Personal information
- Discipline: Show Jumping
- Born: July 9, 1994 (age 32) Armonk, New York, U.S.
- Height: 5 ft 5 in (1.65 m)
- Weight: 119 lb (54 kg; 8 st 7 lb)

= Reed Kessler =

Former American show jumper

Reed Catherine Kessler (born July 9, 1994) is a former American show jumping competitor previously based in Europe. At 18 years old, Kessler qualified for the 2012 London Olympics, becoming at the time, the youngest rider to compete in show jumping at the Olympic Games. In 2013, she won the Longines Rising Star Award after winning the 2012 USEF National Jumping title and won the 2013 ATCO Power Queen Elizabeth II Cup at Spruce Meadows.

== Personal life ==
She is the daughter of Murray Kessler, former President of the United States Equestrian Federation and former CEO of Lorillard Tobacco Company.

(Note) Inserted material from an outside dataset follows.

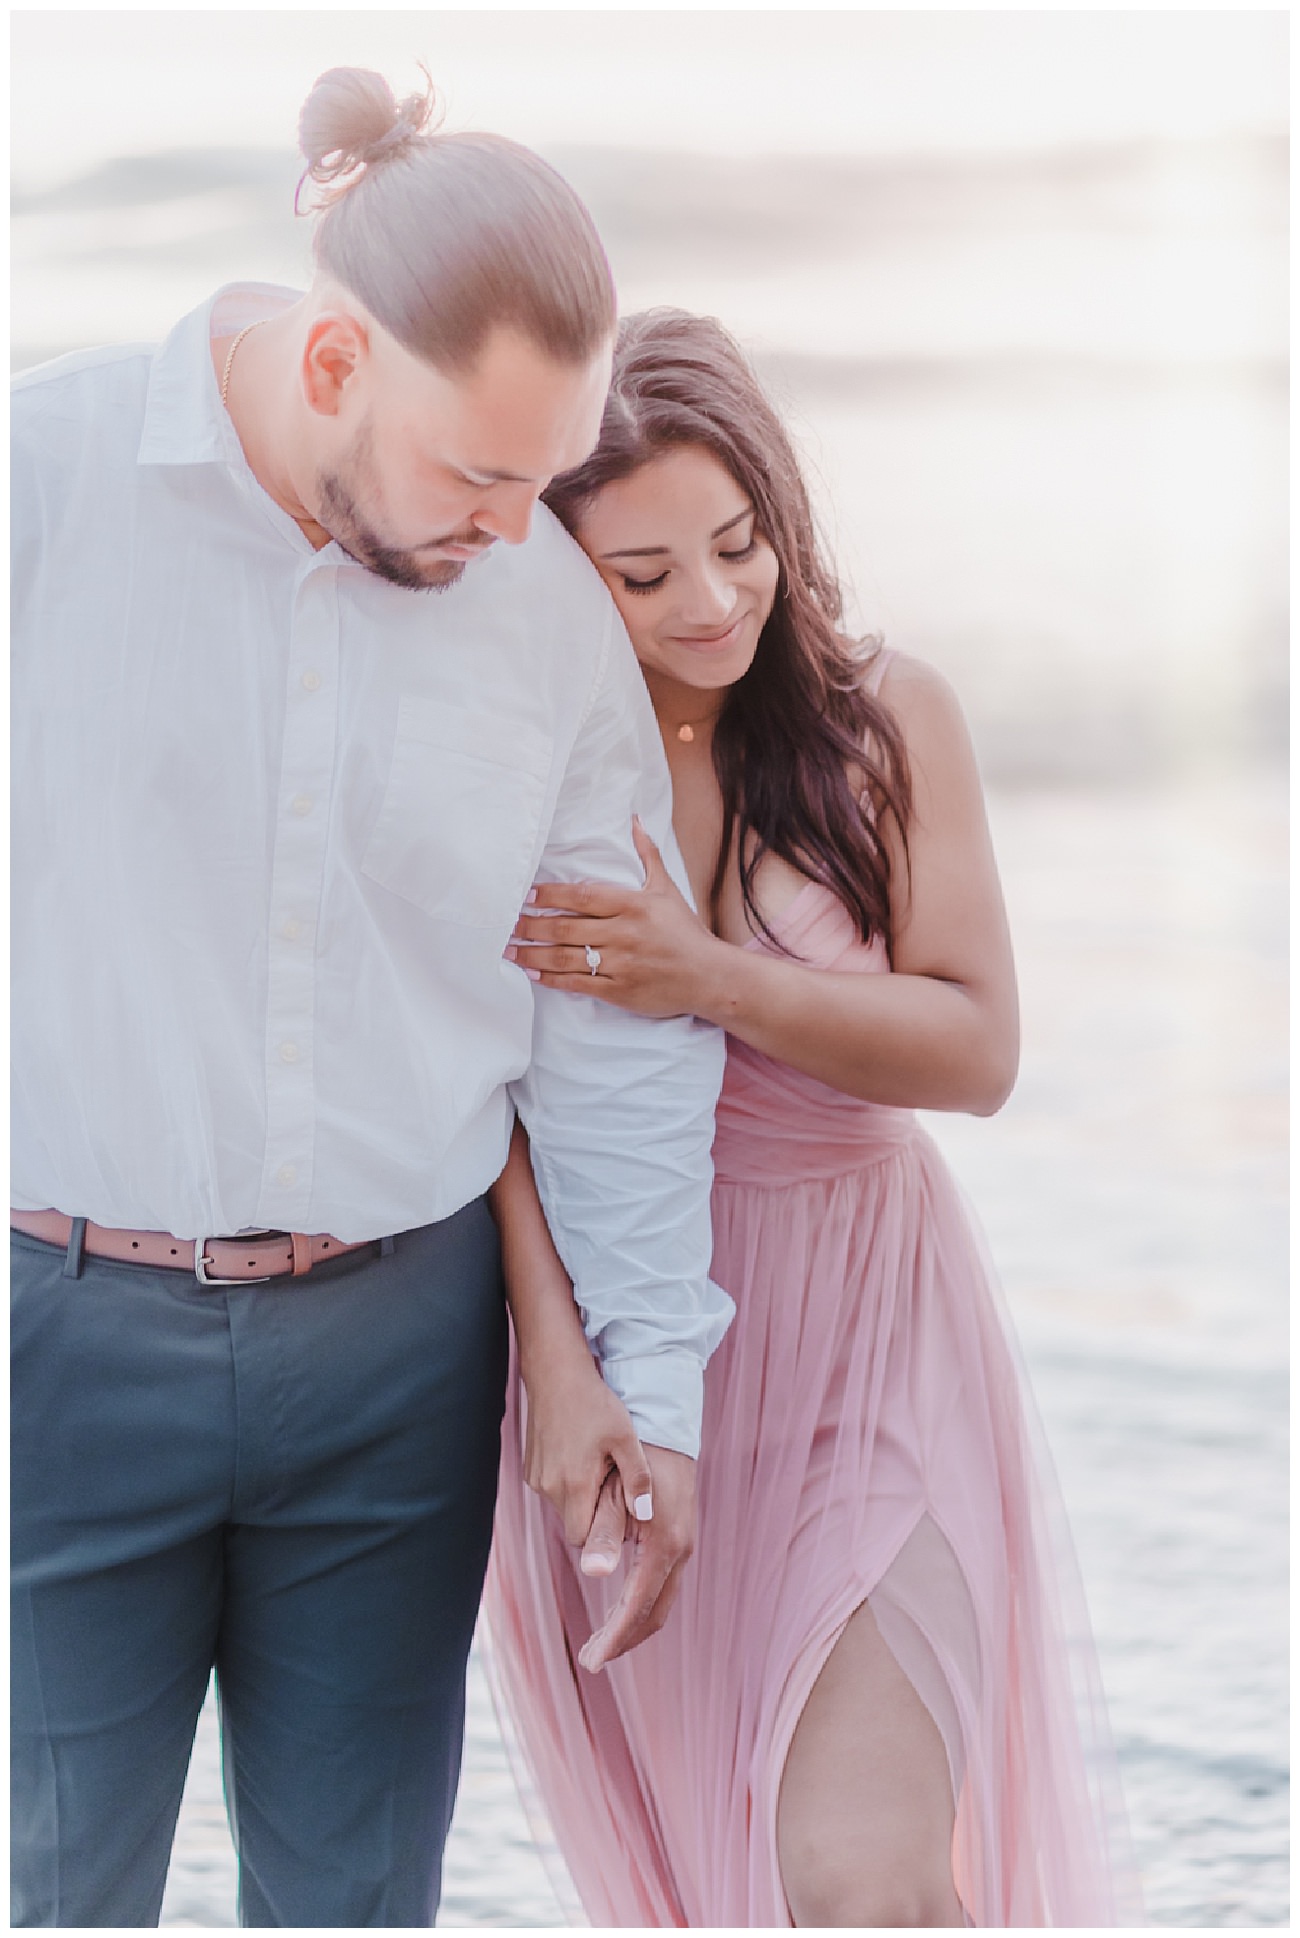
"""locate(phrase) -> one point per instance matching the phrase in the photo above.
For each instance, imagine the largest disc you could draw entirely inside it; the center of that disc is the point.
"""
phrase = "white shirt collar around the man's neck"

After competing in the Olympics, she continued showjumping for several years. Kessler's last international showjumping competition was in 2018. Kessler later pursued studies at Columbia University's School of International and Public Affairs. She received a master's degree in International Security Policy, Conflict Resolution, and Russia and the Post-Soviet States.

After graduate school, Kessler worked for the Ronald Reagan Institute, where she served as Associate Director of Policy from 2023 to 2025. She now works as a research assistant for the House Armed Services Committee.